Breuer asintió y se marchó.

EXTRACTO DE L AS NOTAS DEL DOCTOR BREUER SOBRE ECKART MÜLLER, 6 DE DICIEMBRE DE 1882

Han sucedido cosas extrañas en nuestra conversación de hoy. Y ninguna según lo que yo había planeado. No ha respondido a ninguna de mis preguntas, no ha revelado nada de sí mismo. Se toma su papel de consejero con tanta solemnidad que a veces me parece cómico. Y sin embargo, cuando lo examino desde su punto de vista, su comportamiento es intachable: cumple con nuestro contrato e intenta ayudarme de la mejor manera que puede. Lo respeto por ello.

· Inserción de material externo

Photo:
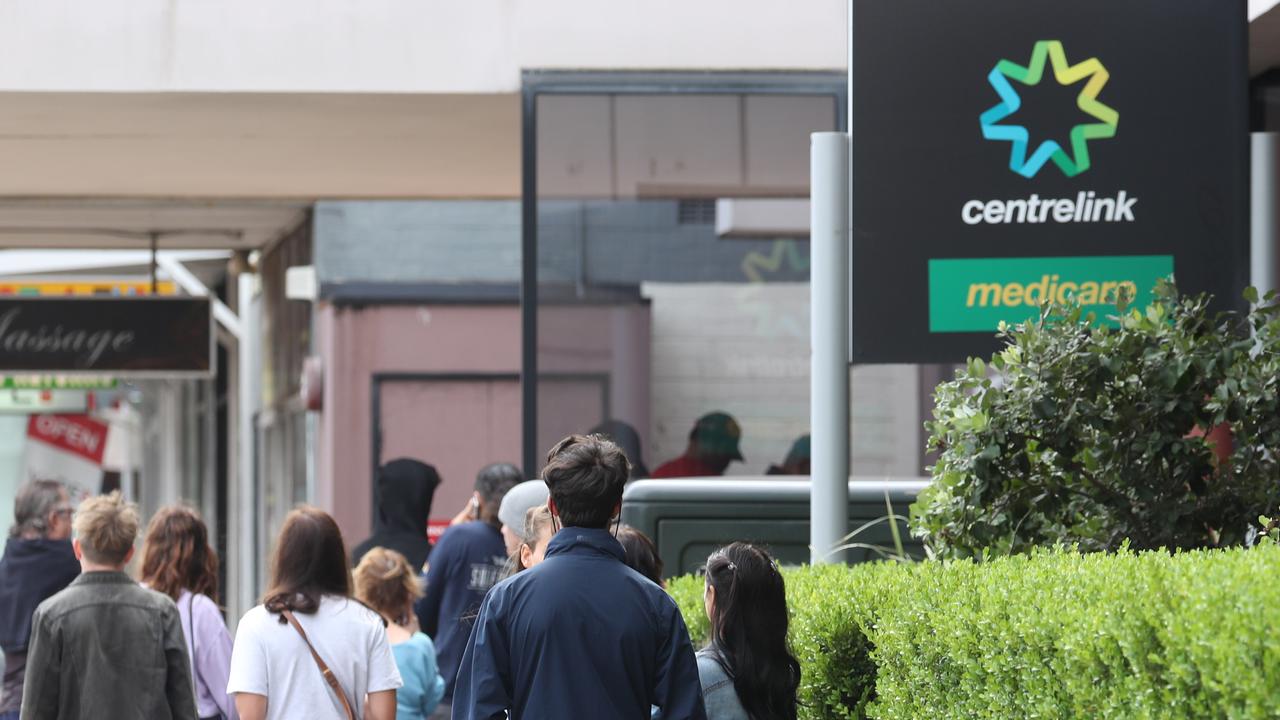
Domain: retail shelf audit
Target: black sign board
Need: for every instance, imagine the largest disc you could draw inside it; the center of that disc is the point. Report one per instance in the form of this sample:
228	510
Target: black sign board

Es fascinante observar su inteligencia luchando con el problema de servir de ayuda a una sola persona, a una criatura de carne y hueso: yo. Hasta el momento, no obstante, se comporta de un modo en absoluto imaginativo y depende sólo de la retórica. ¿De veras cree que la explicación racional o la mera exhortación solucionarán el problema?

En uno de sus libros, sostiene que la estructura ética de un filósofo dicta la filosofía que crea. Ahora creo que aplica el mismo principio en esta clase de asesoramiento: la personalidad del que aconseja dicta el enfoque del asesoramiento. Por eso, debido a sus temores sociales y a su misantropía, opta por un estilo impersonal y distante. Por supuesto, no se da cuenta: procede a desarrollar una teoría para racionalizar y legitimizar el enfoque de su asesoramiento. De esa manera, no ofrece apoyo personal, nunca tiende una mano consoladora, me sermonea desde el púlpito y se niega a admitir sus propios problemas y a establecer un contacto humano conmigo. ¡Pero ha habido un momento en que esto no ha sido así! Hoy, hacia el final de nuestra conversación —no recuerdo de qué hablábamos—, de repente me ha llamado "Josef”.

Tal vez yo tenga más éxito del que creía a la hora de establecer comunicación.

Nos encontramos en medio de una lucha extraña. Para ver quién puede ayudar más al otro. Esta competición me preocupa: temo que le confirme su inane modelo de "poder" en las relaciones sociales. Quizá debería hacer lo que dice Max: dejar de competir y aprender de él lo que pueda. Es importante para él controlar la situación. Detecto muchos signos de que se siente victorioso: me dice lo mucho que tiene que enseñarme, me lee sus notas, mira la hora y como un caballero me despide con una tarea para la próxima reunión. ¡Todo esto es irritante! Pero luego me recuerdo a mí mismo que soy médico: no me reúno con él para mi placer personal. Después de todo, ¿qué placer personal hay en extirpar las amígdalas a un paciente?

Hoy ha habido un momento en que he experimentado una extraña ausencia. Casi me he sentido como si estuviera en trance. Tal vez, después de todo, sea yo sensible al magnetismo animal.